6. How (and When) to Use Skills, Hooks, Subagents, and MCP

Timestamps: 16:29–18:44

Reyes demystifies Factory’s extensibility: skills, hooks, sub-agents, and MCP (multimodal command processing) are all supported and power shared workflows.
Usage insights: Most enterprise users rely on a handful of customizable skills and integrations, and Factory enables org-wide management of these at scale.
Quote: “From enterprises… a couple of people focus in on making skills, MCPs, tools for their whole organization or big teams… It’s just easy to get everyone in your 10,000 person company outfitted with a skill that meaningfully changes dev productivity.” (18:11)

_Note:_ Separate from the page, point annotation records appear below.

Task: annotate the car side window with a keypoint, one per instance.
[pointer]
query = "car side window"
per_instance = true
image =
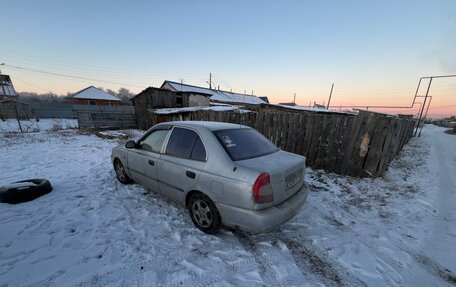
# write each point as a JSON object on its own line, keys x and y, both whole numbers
{"x": 199, "y": 152}
{"x": 154, "y": 141}
{"x": 185, "y": 143}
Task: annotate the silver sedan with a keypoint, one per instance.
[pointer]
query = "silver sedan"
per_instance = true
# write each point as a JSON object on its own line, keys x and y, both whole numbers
{"x": 225, "y": 174}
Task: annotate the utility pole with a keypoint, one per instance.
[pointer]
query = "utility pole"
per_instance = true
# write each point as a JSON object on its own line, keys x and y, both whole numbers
{"x": 330, "y": 94}
{"x": 210, "y": 81}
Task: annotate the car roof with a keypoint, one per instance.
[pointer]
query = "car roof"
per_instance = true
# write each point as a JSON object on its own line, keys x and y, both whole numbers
{"x": 213, "y": 126}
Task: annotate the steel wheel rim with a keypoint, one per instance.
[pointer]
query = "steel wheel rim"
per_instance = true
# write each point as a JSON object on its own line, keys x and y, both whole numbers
{"x": 202, "y": 214}
{"x": 120, "y": 171}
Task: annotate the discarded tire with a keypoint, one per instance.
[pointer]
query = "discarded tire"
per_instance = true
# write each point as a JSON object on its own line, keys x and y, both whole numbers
{"x": 24, "y": 190}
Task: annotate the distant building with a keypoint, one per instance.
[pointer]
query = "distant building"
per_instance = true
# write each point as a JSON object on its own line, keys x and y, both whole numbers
{"x": 217, "y": 96}
{"x": 153, "y": 98}
{"x": 7, "y": 91}
{"x": 95, "y": 97}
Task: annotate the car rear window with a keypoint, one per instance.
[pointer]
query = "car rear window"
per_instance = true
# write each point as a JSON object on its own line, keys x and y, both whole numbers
{"x": 244, "y": 143}
{"x": 186, "y": 143}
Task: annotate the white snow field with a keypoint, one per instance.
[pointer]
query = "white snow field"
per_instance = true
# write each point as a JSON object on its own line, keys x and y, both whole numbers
{"x": 93, "y": 231}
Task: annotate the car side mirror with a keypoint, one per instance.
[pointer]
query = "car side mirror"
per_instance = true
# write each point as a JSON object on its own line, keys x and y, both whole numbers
{"x": 130, "y": 144}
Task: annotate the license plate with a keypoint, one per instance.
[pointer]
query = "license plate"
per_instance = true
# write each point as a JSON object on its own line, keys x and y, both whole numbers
{"x": 293, "y": 179}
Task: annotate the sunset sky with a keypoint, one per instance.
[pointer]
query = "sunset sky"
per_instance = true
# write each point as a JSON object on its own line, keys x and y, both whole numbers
{"x": 373, "y": 51}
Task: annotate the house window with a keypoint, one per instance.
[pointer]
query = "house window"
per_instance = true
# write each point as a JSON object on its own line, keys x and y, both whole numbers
{"x": 179, "y": 101}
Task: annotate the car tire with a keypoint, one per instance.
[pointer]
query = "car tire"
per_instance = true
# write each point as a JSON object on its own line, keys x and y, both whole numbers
{"x": 204, "y": 213}
{"x": 18, "y": 194}
{"x": 120, "y": 172}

7. Product Management Skill: A Deep Dive

Timestamps: 19:00–22:34

Reyes demos his Product Management skill (used for reviewing PRDs, specs, design docs, feature prioritization).
- Gathers live content from Notion (native integration), including product principles, core value prop, “11-star experience” framework (inspired by Airbnb), templates, etc.
- Ensures generated product docs reflect Factory’s philosophy (“Our five-star experience two years ago is now our baseline.”).
Quote: “This is probably one of my favorite skills that I have. … The structure of it ends up looking a lot more like the types of things that if you’ve been in the room at Factory for a year, you would say, instead of just what Opus 4.5 is randomly opining on.” (21:12, see also start of transcript)

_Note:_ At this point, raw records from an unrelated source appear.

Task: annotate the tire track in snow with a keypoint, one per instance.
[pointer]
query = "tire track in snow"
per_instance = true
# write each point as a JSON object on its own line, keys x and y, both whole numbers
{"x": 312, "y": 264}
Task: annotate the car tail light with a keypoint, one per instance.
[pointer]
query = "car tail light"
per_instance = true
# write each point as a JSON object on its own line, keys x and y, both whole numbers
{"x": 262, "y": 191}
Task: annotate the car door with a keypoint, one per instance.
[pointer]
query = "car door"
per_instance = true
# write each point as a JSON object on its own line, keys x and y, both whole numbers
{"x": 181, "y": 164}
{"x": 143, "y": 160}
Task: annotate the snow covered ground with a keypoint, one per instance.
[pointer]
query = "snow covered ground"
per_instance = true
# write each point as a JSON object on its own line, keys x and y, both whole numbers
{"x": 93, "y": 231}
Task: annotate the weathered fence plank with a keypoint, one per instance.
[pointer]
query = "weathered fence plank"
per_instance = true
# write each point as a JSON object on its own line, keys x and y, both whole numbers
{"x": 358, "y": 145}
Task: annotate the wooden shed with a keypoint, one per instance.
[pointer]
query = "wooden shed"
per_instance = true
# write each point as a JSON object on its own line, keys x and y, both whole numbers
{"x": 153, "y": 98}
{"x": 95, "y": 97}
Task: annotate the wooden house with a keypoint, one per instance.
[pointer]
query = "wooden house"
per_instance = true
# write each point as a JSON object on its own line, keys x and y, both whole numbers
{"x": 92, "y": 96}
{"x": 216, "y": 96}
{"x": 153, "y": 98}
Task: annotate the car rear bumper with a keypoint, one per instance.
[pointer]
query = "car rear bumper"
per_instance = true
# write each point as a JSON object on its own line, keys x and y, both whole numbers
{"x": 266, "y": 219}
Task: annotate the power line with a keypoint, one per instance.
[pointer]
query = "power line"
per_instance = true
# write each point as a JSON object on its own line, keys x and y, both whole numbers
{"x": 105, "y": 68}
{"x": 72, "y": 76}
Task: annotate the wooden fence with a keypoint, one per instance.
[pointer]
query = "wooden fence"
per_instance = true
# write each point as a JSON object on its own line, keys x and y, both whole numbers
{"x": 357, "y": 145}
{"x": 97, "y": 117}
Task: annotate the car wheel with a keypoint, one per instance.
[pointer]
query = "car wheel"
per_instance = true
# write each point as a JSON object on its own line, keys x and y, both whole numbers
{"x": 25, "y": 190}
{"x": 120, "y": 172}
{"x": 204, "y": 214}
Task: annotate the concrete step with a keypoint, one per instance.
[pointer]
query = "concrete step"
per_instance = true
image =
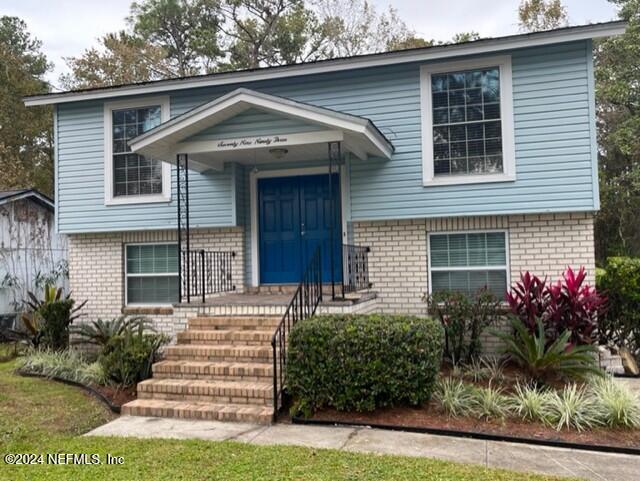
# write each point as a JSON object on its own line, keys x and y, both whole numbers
{"x": 199, "y": 410}
{"x": 209, "y": 370}
{"x": 220, "y": 392}
{"x": 237, "y": 337}
{"x": 219, "y": 352}
{"x": 234, "y": 322}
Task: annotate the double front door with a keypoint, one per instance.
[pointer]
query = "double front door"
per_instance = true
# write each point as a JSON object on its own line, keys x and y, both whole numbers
{"x": 295, "y": 218}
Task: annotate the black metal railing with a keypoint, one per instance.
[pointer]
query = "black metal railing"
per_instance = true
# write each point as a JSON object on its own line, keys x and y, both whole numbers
{"x": 302, "y": 306}
{"x": 206, "y": 272}
{"x": 355, "y": 272}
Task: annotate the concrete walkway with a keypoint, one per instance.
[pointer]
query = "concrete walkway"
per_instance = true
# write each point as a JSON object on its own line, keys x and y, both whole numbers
{"x": 518, "y": 457}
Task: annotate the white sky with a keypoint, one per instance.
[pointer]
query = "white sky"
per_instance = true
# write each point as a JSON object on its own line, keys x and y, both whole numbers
{"x": 67, "y": 27}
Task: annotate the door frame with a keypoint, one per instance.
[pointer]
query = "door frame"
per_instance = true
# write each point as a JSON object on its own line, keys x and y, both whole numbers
{"x": 342, "y": 173}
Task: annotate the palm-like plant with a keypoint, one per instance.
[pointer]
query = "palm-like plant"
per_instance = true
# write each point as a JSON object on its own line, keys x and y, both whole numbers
{"x": 100, "y": 332}
{"x": 541, "y": 360}
{"x": 50, "y": 317}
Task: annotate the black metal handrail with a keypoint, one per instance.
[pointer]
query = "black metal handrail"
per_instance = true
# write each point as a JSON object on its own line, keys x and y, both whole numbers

8. Evolving Roles: Product Engineer vs. “Regular PM”

Timestamps: 22:34–25:05

Factory’s org model only hires “product engineers”—no traditional PMs. All roles are expected to drive most workflows with AI agents.
- Even sales/AE roles are power users of Droid (using skills for analysis, customer work, CRM, etc.).
- Quote: “What it means to be really any role has changed a lot… it’s quite clear for us.” (23:44)
AI agents as general productivity overlays—less about code, more about being able to articulate tasks and review or plan in natural language.

9. The Terminal as an Overlay, Not a Destination

Timestamps: 25:05–26:32

Reyes explains why the agent UX moves beyond the old “all-in-one” IDE-centric mindset.
- Agents should act as overlays, not full-screen destinations: always-on, able to operate across desktop apps, files, workflows.

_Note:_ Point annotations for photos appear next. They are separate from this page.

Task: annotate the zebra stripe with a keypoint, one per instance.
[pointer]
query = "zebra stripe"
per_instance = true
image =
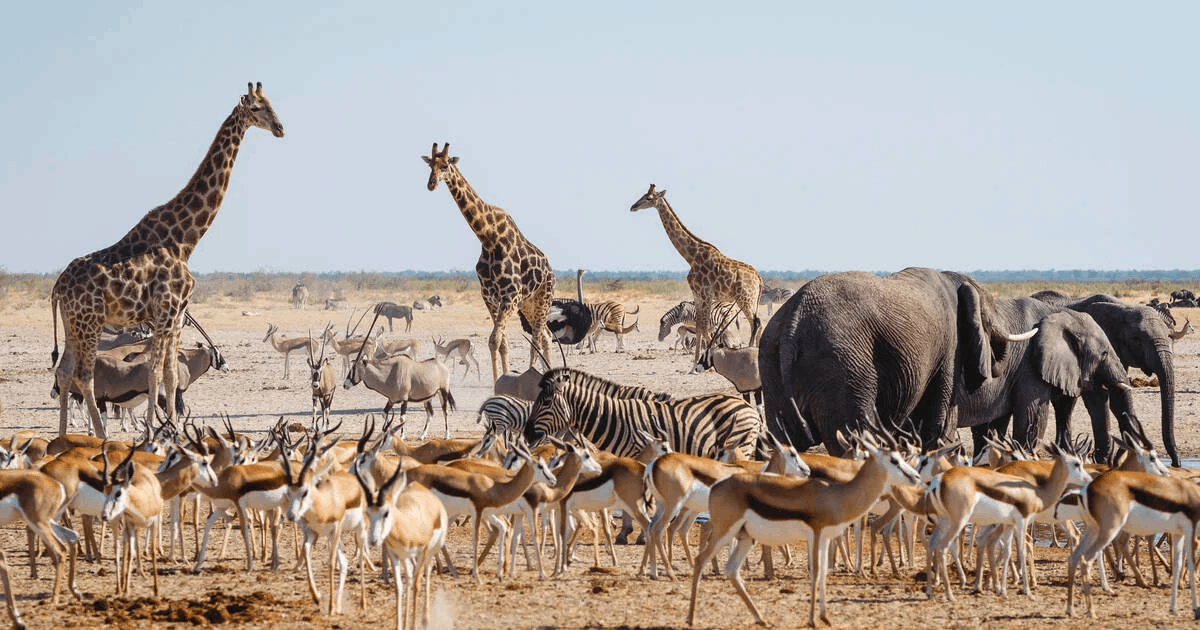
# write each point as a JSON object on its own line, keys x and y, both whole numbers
{"x": 697, "y": 425}
{"x": 679, "y": 313}
{"x": 607, "y": 316}
{"x": 502, "y": 414}
{"x": 601, "y": 385}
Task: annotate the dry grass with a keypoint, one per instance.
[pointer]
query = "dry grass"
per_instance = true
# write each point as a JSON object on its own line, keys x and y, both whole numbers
{"x": 23, "y": 291}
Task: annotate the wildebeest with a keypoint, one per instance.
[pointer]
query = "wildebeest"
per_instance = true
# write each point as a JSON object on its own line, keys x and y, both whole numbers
{"x": 399, "y": 311}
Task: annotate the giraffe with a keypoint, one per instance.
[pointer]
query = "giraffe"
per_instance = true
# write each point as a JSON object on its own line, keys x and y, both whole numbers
{"x": 714, "y": 279}
{"x": 144, "y": 277}
{"x": 513, "y": 273}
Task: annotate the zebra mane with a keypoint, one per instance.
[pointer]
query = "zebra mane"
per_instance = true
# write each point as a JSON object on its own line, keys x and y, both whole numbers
{"x": 601, "y": 385}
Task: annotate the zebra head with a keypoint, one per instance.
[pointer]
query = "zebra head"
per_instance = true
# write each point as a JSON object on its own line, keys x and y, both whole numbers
{"x": 550, "y": 415}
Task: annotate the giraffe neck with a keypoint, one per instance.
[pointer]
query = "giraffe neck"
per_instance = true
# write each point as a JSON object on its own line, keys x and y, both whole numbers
{"x": 689, "y": 245}
{"x": 480, "y": 215}
{"x": 184, "y": 220}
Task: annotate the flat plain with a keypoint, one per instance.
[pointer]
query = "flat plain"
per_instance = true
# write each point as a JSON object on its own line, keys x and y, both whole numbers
{"x": 255, "y": 395}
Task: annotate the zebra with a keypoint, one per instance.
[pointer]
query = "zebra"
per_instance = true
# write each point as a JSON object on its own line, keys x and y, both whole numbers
{"x": 504, "y": 414}
{"x": 685, "y": 313}
{"x": 697, "y": 425}
{"x": 609, "y": 316}
{"x": 771, "y": 297}
{"x": 393, "y": 310}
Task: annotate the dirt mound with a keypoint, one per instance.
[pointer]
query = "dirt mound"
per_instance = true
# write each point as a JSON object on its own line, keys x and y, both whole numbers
{"x": 216, "y": 607}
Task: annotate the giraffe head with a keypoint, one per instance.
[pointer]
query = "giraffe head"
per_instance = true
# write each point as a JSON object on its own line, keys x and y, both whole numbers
{"x": 257, "y": 109}
{"x": 439, "y": 165}
{"x": 651, "y": 199}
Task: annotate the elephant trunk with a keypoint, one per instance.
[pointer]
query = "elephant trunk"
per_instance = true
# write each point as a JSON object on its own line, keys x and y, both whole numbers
{"x": 1164, "y": 367}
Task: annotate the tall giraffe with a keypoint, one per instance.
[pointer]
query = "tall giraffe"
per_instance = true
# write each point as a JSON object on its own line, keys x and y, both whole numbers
{"x": 714, "y": 279}
{"x": 513, "y": 273}
{"x": 144, "y": 277}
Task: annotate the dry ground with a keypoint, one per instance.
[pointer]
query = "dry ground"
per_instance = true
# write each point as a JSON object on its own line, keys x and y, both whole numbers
{"x": 255, "y": 395}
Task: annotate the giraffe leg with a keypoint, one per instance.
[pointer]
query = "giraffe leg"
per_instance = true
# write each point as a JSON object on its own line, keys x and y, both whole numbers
{"x": 171, "y": 375}
{"x": 85, "y": 370}
{"x": 157, "y": 353}
{"x": 703, "y": 327}
{"x": 537, "y": 310}
{"x": 497, "y": 343}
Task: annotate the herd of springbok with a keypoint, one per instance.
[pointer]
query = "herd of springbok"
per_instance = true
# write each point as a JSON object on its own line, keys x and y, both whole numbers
{"x": 383, "y": 493}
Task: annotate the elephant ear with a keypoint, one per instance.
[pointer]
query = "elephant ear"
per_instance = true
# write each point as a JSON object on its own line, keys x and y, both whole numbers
{"x": 975, "y": 341}
{"x": 1056, "y": 354}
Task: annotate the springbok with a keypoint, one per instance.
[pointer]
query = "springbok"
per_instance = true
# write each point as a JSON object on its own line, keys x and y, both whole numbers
{"x": 411, "y": 525}
{"x": 461, "y": 349}
{"x": 324, "y": 382}
{"x": 777, "y": 510}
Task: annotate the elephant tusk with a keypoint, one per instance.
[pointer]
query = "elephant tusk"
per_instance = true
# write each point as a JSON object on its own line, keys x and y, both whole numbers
{"x": 1023, "y": 336}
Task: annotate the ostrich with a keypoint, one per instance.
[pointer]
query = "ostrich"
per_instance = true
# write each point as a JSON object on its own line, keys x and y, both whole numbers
{"x": 569, "y": 321}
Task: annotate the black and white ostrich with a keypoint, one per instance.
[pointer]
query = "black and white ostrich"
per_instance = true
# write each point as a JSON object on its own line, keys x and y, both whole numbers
{"x": 569, "y": 321}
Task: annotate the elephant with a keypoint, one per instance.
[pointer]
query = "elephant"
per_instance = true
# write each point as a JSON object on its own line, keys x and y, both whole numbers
{"x": 1141, "y": 339}
{"x": 851, "y": 347}
{"x": 1068, "y": 358}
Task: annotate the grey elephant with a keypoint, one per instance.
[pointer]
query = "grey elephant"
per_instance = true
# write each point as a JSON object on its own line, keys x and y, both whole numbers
{"x": 1141, "y": 339}
{"x": 1068, "y": 358}
{"x": 853, "y": 346}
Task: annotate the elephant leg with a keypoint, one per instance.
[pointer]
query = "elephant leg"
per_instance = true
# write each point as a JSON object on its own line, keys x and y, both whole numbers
{"x": 933, "y": 414}
{"x": 1063, "y": 406}
{"x": 1097, "y": 403}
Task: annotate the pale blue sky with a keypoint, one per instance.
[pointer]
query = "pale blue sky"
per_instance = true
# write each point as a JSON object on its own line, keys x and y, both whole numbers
{"x": 790, "y": 135}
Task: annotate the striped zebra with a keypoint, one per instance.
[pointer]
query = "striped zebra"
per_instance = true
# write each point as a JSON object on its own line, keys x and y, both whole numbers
{"x": 771, "y": 297}
{"x": 503, "y": 414}
{"x": 696, "y": 425}
{"x": 685, "y": 313}
{"x": 609, "y": 316}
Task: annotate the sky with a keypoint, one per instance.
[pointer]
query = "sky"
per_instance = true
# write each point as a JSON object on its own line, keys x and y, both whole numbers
{"x": 828, "y": 136}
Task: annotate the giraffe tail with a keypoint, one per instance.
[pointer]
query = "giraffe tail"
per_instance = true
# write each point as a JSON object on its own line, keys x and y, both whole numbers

10. Competing in a Crowded AI Agent Space

Timestamps: 27:07–29:48

Factory (40-person team) competes successfully against much bigger, well-funded teams (Cloud Code, Cursor, etc.).
- Key: Focus on hard enterprise problems (hierarchical controls, customizable security, “air-gapped” operation in highly secure contexts).
- Success on benchmarks stems from real enterprise datasets and solving tough problems, not public leaderboard hill climbing.
- Quote: “There’s just so much to be explored in AI for software development… just opening Twitter and reading a couple workflows, you realize the variance… is so high.” (27:46)

11. AI Agents for Legacy Code, Democratizing Access

Timestamps: 29:48–31:43

Major value: agents shine at detail-oriented, unpleasant engineering work (e.g., legacy code refactoring) and onboarding by reading, contextualizing, and surfacing insights from gnarly codebases.
Extends utility to QA, ops, data, and other adjacent roles—“democratizing access to what used to be a very complex and hard to understand topic.”

12. Rethinking Codebase Access and Enterprise Education

Timestamps: 31:43–33:37

Reyes advocates for broad codebase read access: “A bunch of companies are going to pay a huge cost to design decisions like ‘we’re not a monorepo’ or ‘limiting codebase access to only these personas’… it won’t age well into the AI era.” (31:57)
Educating enterprises about activation and advanced user journeys is as crucial as product features themselves. Power users become internal evangelists, driving broad adoption.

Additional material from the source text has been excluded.